Mass Production: 1903

Mass Production: 1903

November 1903. "Assembling room, Leland & Faulconer Manufacturing Co., Detroit. Men working in foundry and machine shop that produced automobile engines and merged with Cadillac Motor Co. in 1905." 8x10 inch dry plate glass negative, Detroit Publishing Company. View full size.

 

'03 Cadillac engine

The basic casting, which you can see pretty well in the picture on Shorpy, and what the Cadillac single looked like when complete.

Coat hooks

The coat hooks seem pretty high but I notice that they appear to be attached to a long board with a handle at the bottom, so my guess is that you put your coat and hat on the hook then hung the board up on the post.

Mass production sans Henry Ford

The name of Henry Leland is very important in the early history of American automobiles. The Cadillac Motor Co. started life as the Henry Ford Manufacturing Company in 1899, with a very young Henry Ford as the main inventor and engineer. At that stage of life, Ford was more interested in racing and testing concepts that would later be used in his cars, so he left the company and moved on to form the Ford Motor Company in 1903. Leland was left in charge of the company, and it was he who renamed it as the Cadillac Motor Co. Then he too left the company to form the Leland and Faulconer Manufacturing Co.

Leland's enduring contribution to the early development of automobiles can be seen clearly in this photo: the concept of standardized, uniform parts. Before Leland perfected the concept of standardized precision machining, all manufactured goods were made of parts that were literally hand-fitted in place, and they were not interchangeable with the same part on a different automobile. Leland took the concept of precision manufacturing from the gun factories and perfected it until all Cadillac engines, transmissions and chassis were built with standardized parts. In a very highly publicized demonstration, a pair of Cadillacs were taken apart completely, their parts were mixed, and then cars were reassembled and made to work without any failure and without having to hand-fit a single part. This feat earned the company the right to be called "The Standard of the World", a motto that it displayed proudly on its ads for years.

Another point of interest here is that the engines are being built on stationary work benches. A team of workers would put together all the parts that made a single engine, and would not intervene in the work of the other teams. This limited the flexibility of the assembly area, used up a lot of manufacturing floor space, and made for very disparate building times and manufacturing costs per unit.

A decade or so after this photo was taken, Henry Ford, forced by the increasing demand for his popular Model T car, began experimenting with the moving assembly line, and that would mark the beginning of the so-called second industrial revolution, where the division of labor and the studies of times and motions would change forever the way manufactured goods were made.

Of note:

Chains go up to the windows in the ceiling to let out the hot air. Coat hooks seem awfully high, but they had to be clear of spining machines. Not a fat guy in the bunch. I can smell the old wood and the grease smell.

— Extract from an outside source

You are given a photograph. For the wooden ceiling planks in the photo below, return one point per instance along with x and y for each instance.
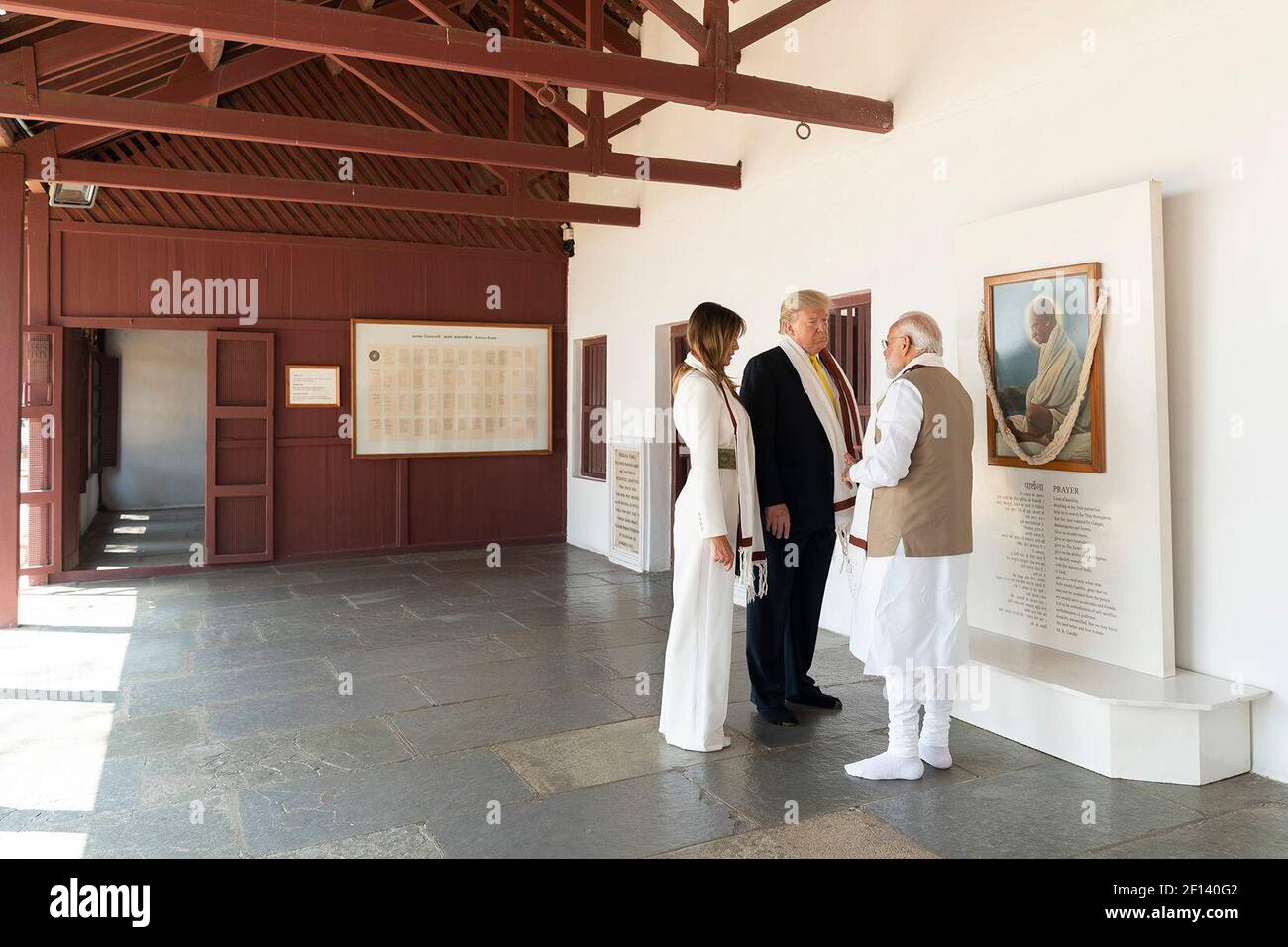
(476, 105)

"Okay, we shut down after lunch and walk,

until they agree to a ladder for our coats and hats".

Not Yet

It appears they're making hit n' miss engines with pulleys to accommodate leather belts. It just doesn't look like automotive machinery to me.

So much for the old school way

The shop isn't much tidier than the office (previously pictured on Shorpy), though with better justification for the dust and clutter.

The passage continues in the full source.